Yes. Only for the mime type though.
Unfortunately, from what you say below, it's still not lenient enough. I'd really like a version that never, ever, for any reason, throws an exception. Yes, that means when you only get a final 6 bits of data you have to make an assumption about what was intended, probably padding it with zeros to 8 bits.
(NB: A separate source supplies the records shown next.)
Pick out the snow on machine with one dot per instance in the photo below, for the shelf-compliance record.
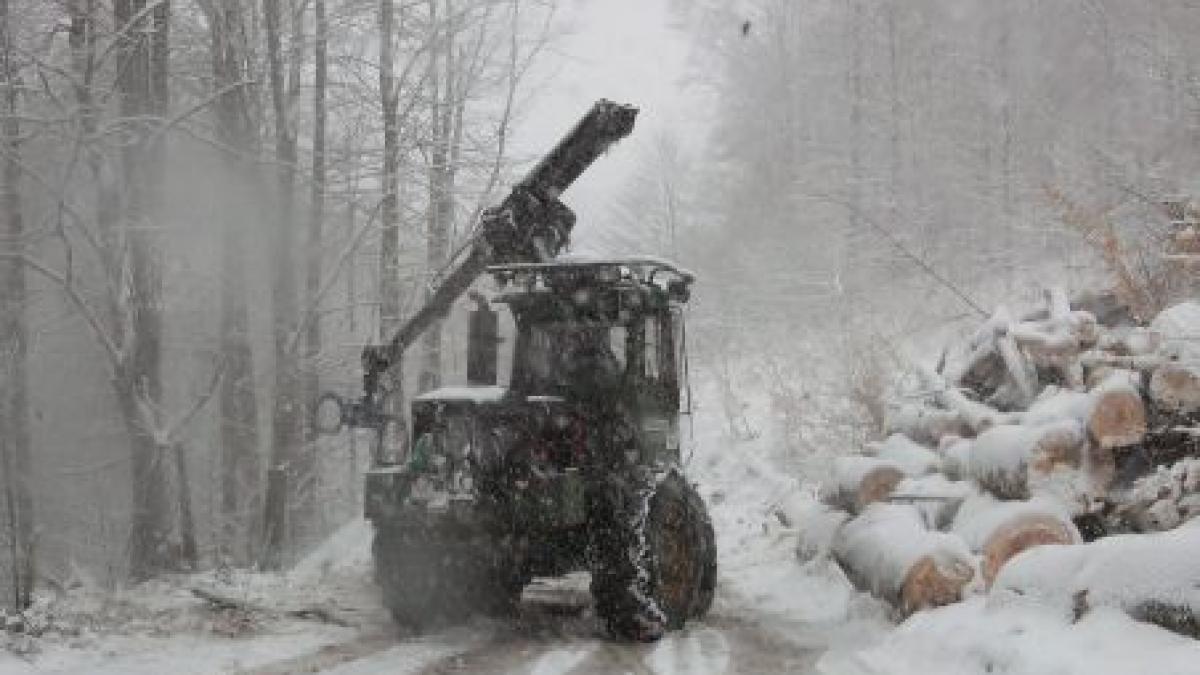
(575, 464)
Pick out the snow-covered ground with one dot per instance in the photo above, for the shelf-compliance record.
(773, 613)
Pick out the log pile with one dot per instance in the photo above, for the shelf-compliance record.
(1045, 428)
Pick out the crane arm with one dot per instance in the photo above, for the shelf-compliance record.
(531, 225)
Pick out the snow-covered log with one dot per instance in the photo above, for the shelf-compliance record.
(1162, 500)
(924, 423)
(912, 458)
(1001, 530)
(935, 497)
(1116, 416)
(1002, 458)
(1113, 411)
(955, 455)
(1129, 341)
(861, 481)
(1180, 329)
(1175, 387)
(888, 551)
(991, 365)
(978, 417)
(1151, 577)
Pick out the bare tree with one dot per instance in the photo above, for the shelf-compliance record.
(239, 408)
(142, 85)
(15, 460)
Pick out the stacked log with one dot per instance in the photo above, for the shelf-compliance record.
(1026, 431)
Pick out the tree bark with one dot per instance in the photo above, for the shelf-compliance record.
(316, 222)
(239, 464)
(389, 214)
(13, 336)
(142, 85)
(286, 408)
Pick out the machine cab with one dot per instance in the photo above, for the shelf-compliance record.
(604, 335)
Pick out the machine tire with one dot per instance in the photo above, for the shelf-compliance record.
(431, 578)
(655, 562)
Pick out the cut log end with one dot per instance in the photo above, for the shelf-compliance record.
(931, 584)
(877, 485)
(1021, 533)
(1117, 417)
(1176, 388)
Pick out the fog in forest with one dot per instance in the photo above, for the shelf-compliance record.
(210, 207)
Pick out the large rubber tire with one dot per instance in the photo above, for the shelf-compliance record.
(654, 559)
(430, 578)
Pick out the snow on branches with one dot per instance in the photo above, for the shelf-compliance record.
(1031, 436)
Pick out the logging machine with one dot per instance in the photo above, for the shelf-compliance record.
(574, 465)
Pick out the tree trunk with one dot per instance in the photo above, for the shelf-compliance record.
(316, 221)
(13, 338)
(142, 84)
(286, 411)
(240, 494)
(389, 210)
(441, 197)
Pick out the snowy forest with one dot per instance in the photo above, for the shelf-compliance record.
(210, 207)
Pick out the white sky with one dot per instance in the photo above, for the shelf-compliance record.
(619, 49)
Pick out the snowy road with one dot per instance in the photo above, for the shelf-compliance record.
(556, 634)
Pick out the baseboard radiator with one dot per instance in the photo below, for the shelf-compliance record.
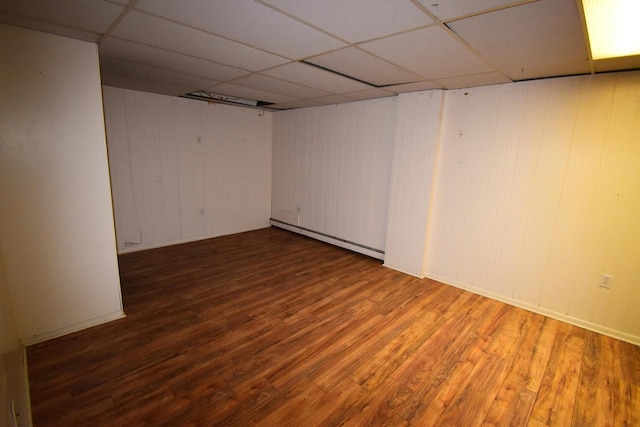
(337, 241)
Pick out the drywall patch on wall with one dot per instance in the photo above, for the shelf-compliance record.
(184, 170)
(414, 160)
(332, 169)
(538, 195)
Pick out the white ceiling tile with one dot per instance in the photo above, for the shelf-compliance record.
(94, 16)
(414, 87)
(369, 94)
(528, 36)
(430, 52)
(135, 52)
(300, 103)
(355, 63)
(47, 27)
(248, 22)
(282, 87)
(484, 79)
(121, 67)
(249, 93)
(356, 20)
(449, 9)
(146, 29)
(142, 84)
(333, 99)
(311, 76)
(550, 70)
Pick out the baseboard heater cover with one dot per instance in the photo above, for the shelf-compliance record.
(323, 237)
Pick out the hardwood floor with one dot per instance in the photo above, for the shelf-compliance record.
(274, 329)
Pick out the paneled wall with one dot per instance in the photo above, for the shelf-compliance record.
(538, 195)
(184, 170)
(332, 168)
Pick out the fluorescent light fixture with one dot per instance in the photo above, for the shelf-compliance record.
(613, 27)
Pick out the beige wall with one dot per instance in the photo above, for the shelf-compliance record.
(538, 195)
(56, 220)
(185, 170)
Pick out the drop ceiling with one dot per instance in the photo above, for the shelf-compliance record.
(301, 53)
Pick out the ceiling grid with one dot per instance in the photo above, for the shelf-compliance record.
(291, 54)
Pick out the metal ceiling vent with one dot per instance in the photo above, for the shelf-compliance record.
(203, 95)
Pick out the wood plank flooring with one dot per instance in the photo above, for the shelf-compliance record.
(271, 328)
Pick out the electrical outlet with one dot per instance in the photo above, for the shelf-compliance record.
(605, 281)
(12, 412)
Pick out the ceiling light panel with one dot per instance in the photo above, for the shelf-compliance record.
(538, 35)
(250, 93)
(430, 52)
(449, 9)
(90, 15)
(146, 29)
(358, 64)
(308, 75)
(356, 20)
(248, 22)
(613, 27)
(135, 52)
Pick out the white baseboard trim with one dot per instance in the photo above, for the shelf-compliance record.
(329, 239)
(137, 248)
(594, 327)
(34, 339)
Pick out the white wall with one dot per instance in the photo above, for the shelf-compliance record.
(13, 372)
(538, 195)
(56, 221)
(414, 160)
(185, 170)
(332, 168)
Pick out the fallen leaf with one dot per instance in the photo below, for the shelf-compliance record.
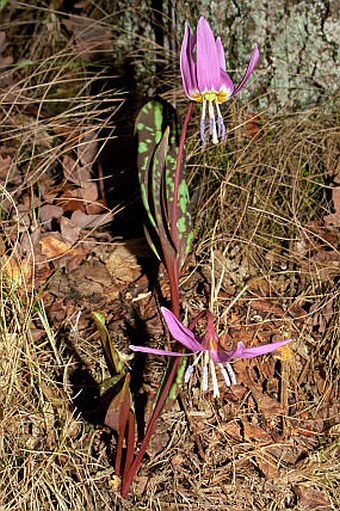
(255, 432)
(123, 265)
(48, 212)
(334, 219)
(53, 246)
(310, 499)
(74, 173)
(18, 272)
(72, 200)
(85, 221)
(267, 465)
(69, 230)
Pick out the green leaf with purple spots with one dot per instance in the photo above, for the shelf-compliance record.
(158, 135)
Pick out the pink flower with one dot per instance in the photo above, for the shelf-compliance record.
(209, 348)
(205, 79)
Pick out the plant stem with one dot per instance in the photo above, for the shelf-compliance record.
(174, 216)
(172, 267)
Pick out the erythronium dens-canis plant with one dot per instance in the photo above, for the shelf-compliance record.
(210, 348)
(164, 191)
(205, 79)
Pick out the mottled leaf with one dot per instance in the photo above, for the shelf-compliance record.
(158, 136)
(113, 361)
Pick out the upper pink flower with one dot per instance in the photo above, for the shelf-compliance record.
(205, 79)
(214, 353)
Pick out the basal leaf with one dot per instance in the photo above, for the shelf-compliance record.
(113, 360)
(158, 135)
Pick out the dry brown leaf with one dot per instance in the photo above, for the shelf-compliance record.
(255, 432)
(266, 306)
(74, 173)
(123, 265)
(311, 499)
(267, 466)
(85, 221)
(48, 212)
(90, 192)
(98, 207)
(334, 219)
(69, 230)
(53, 245)
(16, 271)
(9, 173)
(4, 61)
(72, 200)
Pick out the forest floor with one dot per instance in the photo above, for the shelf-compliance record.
(265, 260)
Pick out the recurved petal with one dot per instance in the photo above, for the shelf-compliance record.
(220, 53)
(243, 352)
(181, 333)
(145, 349)
(226, 83)
(187, 63)
(208, 62)
(251, 66)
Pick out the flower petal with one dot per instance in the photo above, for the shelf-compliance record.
(145, 349)
(208, 62)
(180, 332)
(251, 66)
(226, 83)
(220, 53)
(243, 352)
(187, 63)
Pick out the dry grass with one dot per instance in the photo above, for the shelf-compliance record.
(261, 200)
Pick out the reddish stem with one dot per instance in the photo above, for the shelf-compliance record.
(174, 216)
(172, 267)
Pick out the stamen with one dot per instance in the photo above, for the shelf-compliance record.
(216, 390)
(220, 123)
(212, 122)
(225, 375)
(190, 369)
(202, 123)
(188, 373)
(231, 373)
(205, 380)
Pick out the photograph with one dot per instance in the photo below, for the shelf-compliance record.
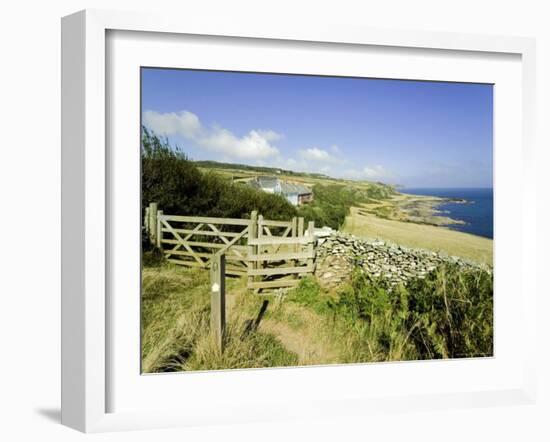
(293, 220)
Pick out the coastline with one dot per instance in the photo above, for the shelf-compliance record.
(414, 221)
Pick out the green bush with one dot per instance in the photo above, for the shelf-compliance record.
(449, 314)
(169, 178)
(332, 202)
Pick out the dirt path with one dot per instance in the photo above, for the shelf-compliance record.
(307, 337)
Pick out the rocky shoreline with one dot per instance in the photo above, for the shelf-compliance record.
(338, 254)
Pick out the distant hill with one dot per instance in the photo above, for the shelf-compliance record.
(260, 169)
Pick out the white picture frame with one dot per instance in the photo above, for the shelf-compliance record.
(86, 216)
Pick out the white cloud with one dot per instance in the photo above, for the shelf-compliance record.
(319, 155)
(370, 173)
(256, 144)
(183, 123)
(376, 172)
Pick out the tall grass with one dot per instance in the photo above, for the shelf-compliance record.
(449, 314)
(175, 326)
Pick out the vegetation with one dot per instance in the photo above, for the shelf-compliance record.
(332, 202)
(179, 187)
(175, 326)
(259, 169)
(449, 314)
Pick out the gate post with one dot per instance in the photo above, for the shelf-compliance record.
(159, 229)
(252, 250)
(310, 245)
(217, 299)
(153, 208)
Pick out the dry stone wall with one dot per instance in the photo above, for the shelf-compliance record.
(338, 254)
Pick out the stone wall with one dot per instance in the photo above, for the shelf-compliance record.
(338, 254)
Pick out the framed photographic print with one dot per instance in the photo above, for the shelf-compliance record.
(319, 215)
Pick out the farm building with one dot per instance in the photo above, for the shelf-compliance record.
(296, 194)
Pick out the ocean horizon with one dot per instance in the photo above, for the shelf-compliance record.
(477, 213)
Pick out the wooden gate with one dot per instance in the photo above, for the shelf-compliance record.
(272, 254)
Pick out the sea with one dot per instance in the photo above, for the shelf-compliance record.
(477, 213)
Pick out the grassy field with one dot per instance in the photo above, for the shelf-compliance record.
(423, 236)
(446, 315)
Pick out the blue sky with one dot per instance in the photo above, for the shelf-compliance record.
(412, 133)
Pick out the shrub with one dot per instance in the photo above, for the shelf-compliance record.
(332, 202)
(449, 314)
(169, 178)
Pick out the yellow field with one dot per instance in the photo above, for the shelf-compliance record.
(420, 236)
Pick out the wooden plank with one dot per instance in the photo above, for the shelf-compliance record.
(272, 240)
(146, 220)
(217, 300)
(229, 270)
(158, 228)
(270, 223)
(273, 284)
(281, 256)
(181, 242)
(205, 233)
(281, 271)
(186, 263)
(153, 208)
(252, 249)
(310, 232)
(229, 255)
(211, 245)
(206, 220)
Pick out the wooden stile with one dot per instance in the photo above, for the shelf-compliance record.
(272, 254)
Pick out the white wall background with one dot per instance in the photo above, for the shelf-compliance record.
(29, 241)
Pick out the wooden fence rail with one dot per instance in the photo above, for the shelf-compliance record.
(271, 254)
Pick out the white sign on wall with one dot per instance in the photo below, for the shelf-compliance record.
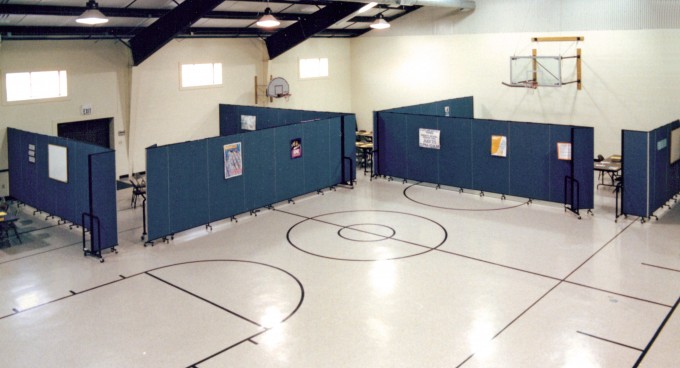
(429, 138)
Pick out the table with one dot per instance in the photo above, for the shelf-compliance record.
(609, 168)
(365, 134)
(7, 224)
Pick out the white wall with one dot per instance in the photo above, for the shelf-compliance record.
(323, 94)
(628, 75)
(162, 113)
(98, 75)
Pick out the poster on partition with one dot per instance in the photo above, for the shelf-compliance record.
(564, 151)
(428, 138)
(233, 160)
(499, 145)
(295, 148)
(248, 122)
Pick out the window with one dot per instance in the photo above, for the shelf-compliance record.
(199, 75)
(35, 85)
(313, 68)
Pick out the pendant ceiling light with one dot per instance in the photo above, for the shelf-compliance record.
(380, 23)
(92, 15)
(268, 20)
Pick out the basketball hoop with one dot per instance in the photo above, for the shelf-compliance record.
(277, 88)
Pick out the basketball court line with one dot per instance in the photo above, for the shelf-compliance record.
(148, 273)
(656, 334)
(609, 341)
(560, 281)
(558, 284)
(660, 267)
(315, 218)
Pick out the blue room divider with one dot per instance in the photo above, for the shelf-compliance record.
(531, 168)
(90, 186)
(187, 185)
(649, 178)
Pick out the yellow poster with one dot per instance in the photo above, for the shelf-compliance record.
(499, 145)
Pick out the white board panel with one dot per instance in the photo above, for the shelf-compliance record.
(57, 161)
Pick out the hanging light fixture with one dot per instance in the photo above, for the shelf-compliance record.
(92, 15)
(380, 23)
(268, 20)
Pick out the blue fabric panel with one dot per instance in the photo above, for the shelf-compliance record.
(559, 169)
(290, 173)
(259, 168)
(316, 156)
(17, 152)
(44, 184)
(188, 190)
(392, 144)
(635, 177)
(335, 144)
(30, 171)
(490, 173)
(350, 146)
(227, 196)
(530, 160)
(431, 110)
(103, 176)
(422, 163)
(582, 159)
(158, 192)
(455, 164)
(674, 170)
(230, 120)
(660, 167)
(81, 186)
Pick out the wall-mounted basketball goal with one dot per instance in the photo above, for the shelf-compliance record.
(545, 71)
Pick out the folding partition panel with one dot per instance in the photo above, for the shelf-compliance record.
(529, 164)
(316, 155)
(392, 144)
(582, 161)
(559, 169)
(227, 196)
(158, 191)
(422, 163)
(659, 167)
(103, 199)
(187, 185)
(290, 171)
(79, 188)
(455, 155)
(490, 173)
(635, 151)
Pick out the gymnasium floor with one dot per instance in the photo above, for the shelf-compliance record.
(384, 275)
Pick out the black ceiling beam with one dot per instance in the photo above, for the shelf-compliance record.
(298, 32)
(74, 11)
(160, 32)
(17, 32)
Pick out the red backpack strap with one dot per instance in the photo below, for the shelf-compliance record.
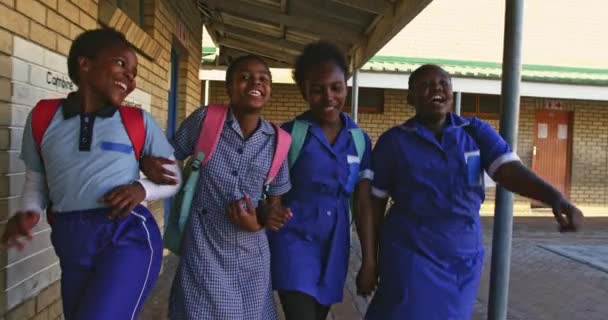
(42, 114)
(133, 120)
(211, 130)
(280, 153)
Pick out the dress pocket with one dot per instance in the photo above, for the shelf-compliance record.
(252, 181)
(353, 172)
(115, 146)
(474, 174)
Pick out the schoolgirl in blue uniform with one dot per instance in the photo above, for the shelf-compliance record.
(431, 166)
(109, 246)
(310, 252)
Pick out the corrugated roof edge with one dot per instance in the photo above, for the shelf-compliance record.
(585, 76)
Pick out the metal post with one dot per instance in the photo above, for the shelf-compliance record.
(206, 93)
(457, 102)
(355, 96)
(503, 214)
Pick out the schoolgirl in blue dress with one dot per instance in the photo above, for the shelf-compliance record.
(431, 167)
(310, 252)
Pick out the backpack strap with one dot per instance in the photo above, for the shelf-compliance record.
(468, 128)
(42, 114)
(298, 136)
(211, 131)
(133, 121)
(282, 148)
(359, 140)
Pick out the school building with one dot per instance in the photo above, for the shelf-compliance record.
(35, 38)
(563, 118)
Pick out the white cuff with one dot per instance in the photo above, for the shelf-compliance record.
(507, 157)
(155, 191)
(379, 193)
(34, 196)
(366, 174)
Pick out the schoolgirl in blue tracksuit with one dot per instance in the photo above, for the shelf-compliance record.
(109, 246)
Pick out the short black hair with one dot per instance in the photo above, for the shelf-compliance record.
(236, 62)
(89, 44)
(421, 70)
(315, 54)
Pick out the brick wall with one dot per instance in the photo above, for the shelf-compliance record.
(35, 36)
(590, 134)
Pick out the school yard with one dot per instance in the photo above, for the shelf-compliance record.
(544, 284)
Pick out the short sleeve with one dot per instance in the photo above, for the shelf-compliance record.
(156, 143)
(281, 183)
(495, 151)
(383, 165)
(29, 150)
(365, 170)
(187, 134)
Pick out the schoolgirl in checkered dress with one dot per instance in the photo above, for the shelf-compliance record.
(224, 271)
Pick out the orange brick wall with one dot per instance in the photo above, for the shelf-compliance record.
(589, 179)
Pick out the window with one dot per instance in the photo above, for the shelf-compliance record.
(371, 100)
(480, 105)
(133, 8)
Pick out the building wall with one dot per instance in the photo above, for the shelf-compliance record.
(35, 37)
(589, 169)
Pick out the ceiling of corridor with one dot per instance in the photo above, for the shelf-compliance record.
(279, 29)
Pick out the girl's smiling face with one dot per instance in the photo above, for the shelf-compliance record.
(325, 91)
(251, 85)
(431, 94)
(111, 74)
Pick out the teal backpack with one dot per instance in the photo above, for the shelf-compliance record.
(298, 137)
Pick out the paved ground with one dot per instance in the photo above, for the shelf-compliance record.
(543, 285)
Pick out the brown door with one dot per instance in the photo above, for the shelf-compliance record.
(552, 147)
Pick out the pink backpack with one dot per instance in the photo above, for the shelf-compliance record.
(209, 136)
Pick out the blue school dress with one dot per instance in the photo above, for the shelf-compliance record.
(224, 272)
(310, 253)
(431, 250)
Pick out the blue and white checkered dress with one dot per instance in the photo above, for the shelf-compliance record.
(224, 272)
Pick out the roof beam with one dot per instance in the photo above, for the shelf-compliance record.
(264, 40)
(255, 49)
(245, 9)
(373, 6)
(394, 20)
(227, 54)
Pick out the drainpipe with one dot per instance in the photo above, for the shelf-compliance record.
(503, 214)
(206, 93)
(355, 96)
(457, 102)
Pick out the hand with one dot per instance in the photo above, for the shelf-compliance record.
(367, 279)
(122, 200)
(20, 225)
(568, 216)
(276, 216)
(242, 213)
(153, 168)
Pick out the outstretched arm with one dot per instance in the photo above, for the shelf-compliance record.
(516, 177)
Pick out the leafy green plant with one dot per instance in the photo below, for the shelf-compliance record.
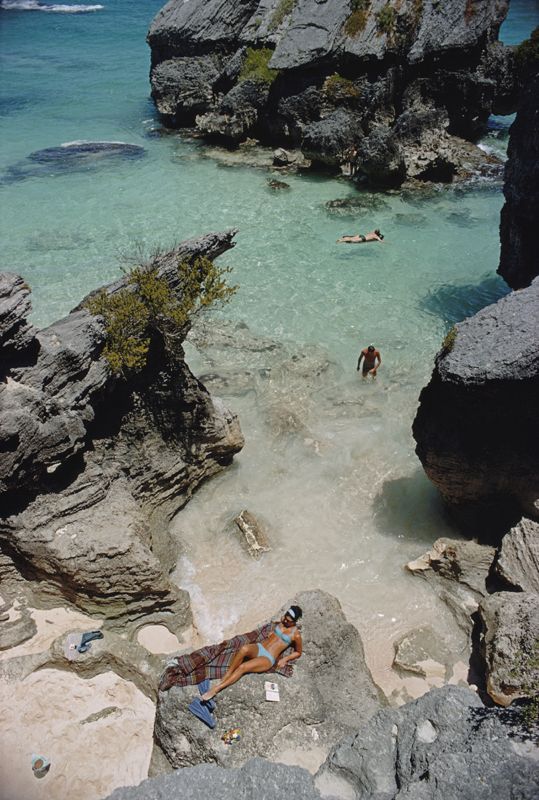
(147, 305)
(337, 88)
(385, 19)
(282, 10)
(358, 18)
(449, 341)
(255, 66)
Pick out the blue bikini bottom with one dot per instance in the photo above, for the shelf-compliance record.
(263, 652)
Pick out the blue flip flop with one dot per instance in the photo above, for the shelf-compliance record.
(204, 687)
(201, 711)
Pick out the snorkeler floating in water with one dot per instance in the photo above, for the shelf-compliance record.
(359, 238)
(261, 657)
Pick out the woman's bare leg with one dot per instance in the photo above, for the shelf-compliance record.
(259, 664)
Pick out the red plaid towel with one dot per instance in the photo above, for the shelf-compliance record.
(212, 662)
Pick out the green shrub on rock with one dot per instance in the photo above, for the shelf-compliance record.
(385, 19)
(255, 66)
(147, 305)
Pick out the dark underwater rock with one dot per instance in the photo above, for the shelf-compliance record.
(344, 78)
(72, 156)
(519, 261)
(477, 426)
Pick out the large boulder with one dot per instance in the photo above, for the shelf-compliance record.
(331, 689)
(518, 561)
(457, 571)
(328, 58)
(444, 745)
(519, 264)
(476, 427)
(93, 464)
(510, 645)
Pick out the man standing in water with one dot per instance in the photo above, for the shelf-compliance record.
(369, 355)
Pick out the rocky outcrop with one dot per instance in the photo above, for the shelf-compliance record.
(331, 689)
(518, 561)
(510, 645)
(93, 465)
(257, 778)
(444, 745)
(476, 426)
(519, 264)
(457, 571)
(402, 84)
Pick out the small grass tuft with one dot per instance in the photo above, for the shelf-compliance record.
(255, 66)
(148, 306)
(358, 18)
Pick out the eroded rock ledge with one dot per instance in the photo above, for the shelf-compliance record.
(93, 466)
(403, 84)
(477, 427)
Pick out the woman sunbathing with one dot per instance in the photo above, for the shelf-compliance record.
(359, 238)
(261, 657)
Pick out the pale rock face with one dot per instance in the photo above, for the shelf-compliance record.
(476, 427)
(92, 466)
(518, 561)
(510, 645)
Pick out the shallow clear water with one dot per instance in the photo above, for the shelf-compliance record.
(344, 497)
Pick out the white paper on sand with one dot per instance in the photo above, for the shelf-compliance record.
(272, 691)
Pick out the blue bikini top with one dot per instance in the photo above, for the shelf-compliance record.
(283, 636)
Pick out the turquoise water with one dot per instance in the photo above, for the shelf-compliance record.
(357, 511)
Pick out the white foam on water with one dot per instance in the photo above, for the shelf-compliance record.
(55, 8)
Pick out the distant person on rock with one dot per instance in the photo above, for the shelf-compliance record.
(262, 656)
(370, 355)
(359, 238)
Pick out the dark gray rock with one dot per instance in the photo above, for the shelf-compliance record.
(328, 140)
(258, 778)
(16, 334)
(510, 645)
(457, 571)
(334, 59)
(518, 256)
(330, 689)
(518, 561)
(92, 465)
(444, 745)
(484, 465)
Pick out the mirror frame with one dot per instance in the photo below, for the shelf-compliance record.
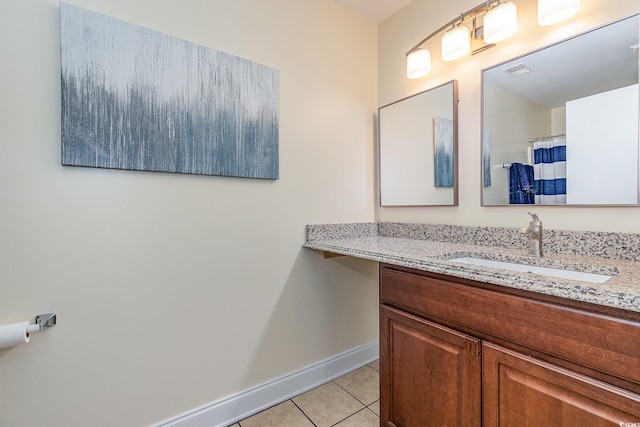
(454, 115)
(482, 124)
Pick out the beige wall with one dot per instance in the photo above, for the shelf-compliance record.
(406, 28)
(173, 291)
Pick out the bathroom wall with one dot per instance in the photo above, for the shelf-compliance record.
(406, 28)
(173, 291)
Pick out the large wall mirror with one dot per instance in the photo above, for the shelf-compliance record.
(560, 125)
(418, 149)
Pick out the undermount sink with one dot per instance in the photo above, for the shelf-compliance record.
(535, 269)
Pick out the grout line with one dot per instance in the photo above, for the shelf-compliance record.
(303, 413)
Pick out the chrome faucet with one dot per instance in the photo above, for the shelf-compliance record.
(534, 232)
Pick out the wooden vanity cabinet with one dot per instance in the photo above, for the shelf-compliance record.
(459, 353)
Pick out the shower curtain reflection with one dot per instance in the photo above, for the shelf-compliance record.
(550, 170)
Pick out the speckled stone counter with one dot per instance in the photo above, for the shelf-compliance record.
(430, 247)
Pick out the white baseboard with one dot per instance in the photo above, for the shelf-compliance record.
(232, 409)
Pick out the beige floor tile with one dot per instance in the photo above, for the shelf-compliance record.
(284, 414)
(375, 407)
(364, 418)
(363, 383)
(327, 404)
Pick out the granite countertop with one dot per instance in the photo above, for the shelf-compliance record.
(422, 252)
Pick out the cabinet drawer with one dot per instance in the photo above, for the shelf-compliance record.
(602, 343)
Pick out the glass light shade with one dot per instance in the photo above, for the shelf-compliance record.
(455, 43)
(553, 11)
(418, 63)
(500, 23)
This is something I'm hesitated to do. I can be lenient for the padding end because the padding character itself is not the real "data", whether or not it's present, it's missing or it's incorrect/incomplete, it does not impact the integrity of the data. But to feed the last
6 bits with zero, is really kinda of guessing, NOT decoding. -Sherman
Xueming Shen wrote on 10/23/13 15:42:Hi, The current spec and implementation of Base64 decoder [1] is standard/rfc based, in which it interprets/decodes the ending padding character(s) correctly if present. The ending padding character(s) is not requested (liberal), but if present, the spec and implementation requests they MUST be encoded correctly, any incorrect padding combination at the final unit (as listed below) is treated as incorrect encoded base64 data and results in exception. Patterns of possible incorrectly encoded padding final base64 unit are: xxxx = unnecessary padding character at the end of encoded stream xxxx xx= missing the last padding character xxxx xx=y missing the last padding character, instead having a non-padding char The feedback we got so far suggests that "incorrectly encoded padding unit" might might be frequently observed in real world use scenario, especially in the MIME/email world, it might be desired to just accept these incorrectly encoded ending unit and decode the rest successfully without throwing an exception. It is also suggested it might be more appropriate to rename Base64.getEncoder(int lineLength, byte[] sept) to be Base64.getMimeEncoder(int, byte[]). The proposed changes here are to (1) rename the factory method for the customizable "mime" encoder to Base.getMimeEncoder(int, byte[]); (2) change the spec/implementation for the "mime" decoder to be lenient when handing the padding character in the final unit (mime decoder itself is "lenient" already. Its spec requests any non-base64 character during encoding. And our existing decoder is liberal when there is no padding present at all) Here is the webrev http://cr.openjdk.java.net/~sherman/8025003/webrev/ thanks! -Sherman Btw, updated mime decoder stilll throws exception for pattern like "xxxx x=..." or "xxxx x", in which the last unit only has one valid "byte"/6-bit data. It's not sufficient to be decoded into a valid 8-bit/byte data.